Толпа «высокоскоростных» молекул смешивается с толпой «низкоскоростных»: шарики сталкиваются друг с другом и приобретают новую среднюю скорость. Это позволяет раз и навсегда уравнять разницу: вы не сможете отделить молекулы, которые ранее имели высокую скорость, и те, которые ранее двигались на низкой скорости, так как каждая индивидуальная молекула не имеет ни малейшей мысли о том, частью какой температуры она являлась в тот или иной момент.
Как только молекулярная колода была перетасована, вы не сможете вернуть ее в прежнее состояние.
Эту проблему удалось точно сформулировать Людвигу Больцману примерно в период смерти Максвелла, в 1879 году: не существует высокой вероятности того, что законы Ньютона заставят все молекулы внезапно вернуться к своей первоначальной скорости перед смешиванием. На самом деле — это очень маловероятно. Со временем молекулы смешиваются все больше и больше. Холод и жар уравниваются до тепла.
Вот почему растет энтропия. Энтропия — это выражение недоступности данного вида энергии. Если эта энергия находится в форме тепла — измеряемого как температура — использовать ее можно только в том случае, если смешать что-то горячее с чем-то холодным (горячий пар и холодный окружающий воздух, которые смешиваются в паровом двигателе, к примеру). Но как только вы смешаете эти субстанции, вы уже не сможете их разделить и ожидать, что процесс будет работать снова.
Причина этого — возникающее выравнивание, и это выравнивание является необратимым. Это и есть причина того, что энтропия Вселенной возрастает. Необратимо.
Больцману удалось достичь понимание сущности тепла и понимания того, что вскоре начали рассматривать как самый фундаментальный закон природы: второй закон термодинамики. В определенном смысле это еще и понимание того, что на самом деле означает течение времени: молекулы обмениваются скоростями, их движение уравнивается, они обретают среднюю скорость — баланс. Это и есть разница между «тогда» и «теперь» — мы движемся от разницы к однообразию.

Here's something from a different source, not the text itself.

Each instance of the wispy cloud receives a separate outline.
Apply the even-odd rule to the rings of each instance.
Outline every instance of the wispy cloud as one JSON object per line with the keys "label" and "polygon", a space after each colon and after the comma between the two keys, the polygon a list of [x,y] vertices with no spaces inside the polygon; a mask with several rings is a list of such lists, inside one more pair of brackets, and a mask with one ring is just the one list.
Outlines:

Но многие физики, современники Больцмана, критиковали его точку зрения. Мы не можем, говорили они, вывести подобный необратимый и безотзывный закон, как закон термодинамики, из законов Ньютона о движении и кинетике — физики бильярдного стола! Ведь обратимость придает картине мира Ньютона такое могущество: все уравнения можно обернуть во времени, все процессы суть одно и то же, движутся ли они вперед или назад.
На основании практически любого опыта, который мы получаем из нашей повседневной жизни и о котором можем упомянуть, мы можем заявить, что многие вещи в этом мире просто необратимы: когда что-то бьющееся падает на пол, оно не может восстановиться само по себе; тепло поднимается вверх по печной трубе, а беспорядок на столе со временем становится только еще беспорядочнее. Время проходит — и все гибнет. Все ломается. Вы когда-нибудь видели, чтобы разбитая тарелка вновь восстала из обломков?
Но это не интересовало критиков Больцмана, ведь теории Ньютона составляли саму суть физических теорий, и картина, в которой что-то безвозвратное выводилось из возвратного, необратимое из обратимого, выглядела для них в корне неверной. Физики того времени говорили, что Больцман неправильно понимает время.
Теория, согласно которой материя состоит из атомов, не была целиком принята учеными до рубежа 19 века. Теоретическая основа всех идей Максвелла и Больцмана о тепле как статистическом феномене огромных конгломератов молекул, подверглось жесткой критике. И так было вплоть до первой декады 20 века, когда такие физики, как Эйнштейн, Томсон и Бор установили раз и навсегда, что атомы действительно существуют.
В 1898 году в предисловии к книге о теории молекулярного движения в воздухе Больцман написал, что он убежден: «эти атаки базируются только на непонимании» и что он осознает: «он является всего лишь человеком, который пытается бороться с потоком времени».
Когда Больцману исполнилось 62 года, в 1906 году, он все еще не был чествуемым героем, несмотря на свой огромный вклад в развитие физики. Его мучили депрессии и боязнь чтения лекций. Он вынужден был оставить профессорскую деятельность в Лейпциге и оказаться в собственной научной изоляции.
В предыдущем году он написал в одной из популярных книг: «Я могу сказать, что остался единственным из тех, кто всем сердцем принимает старые теории; по крайней мере единственный, кто готов бороться за них изо всех сил».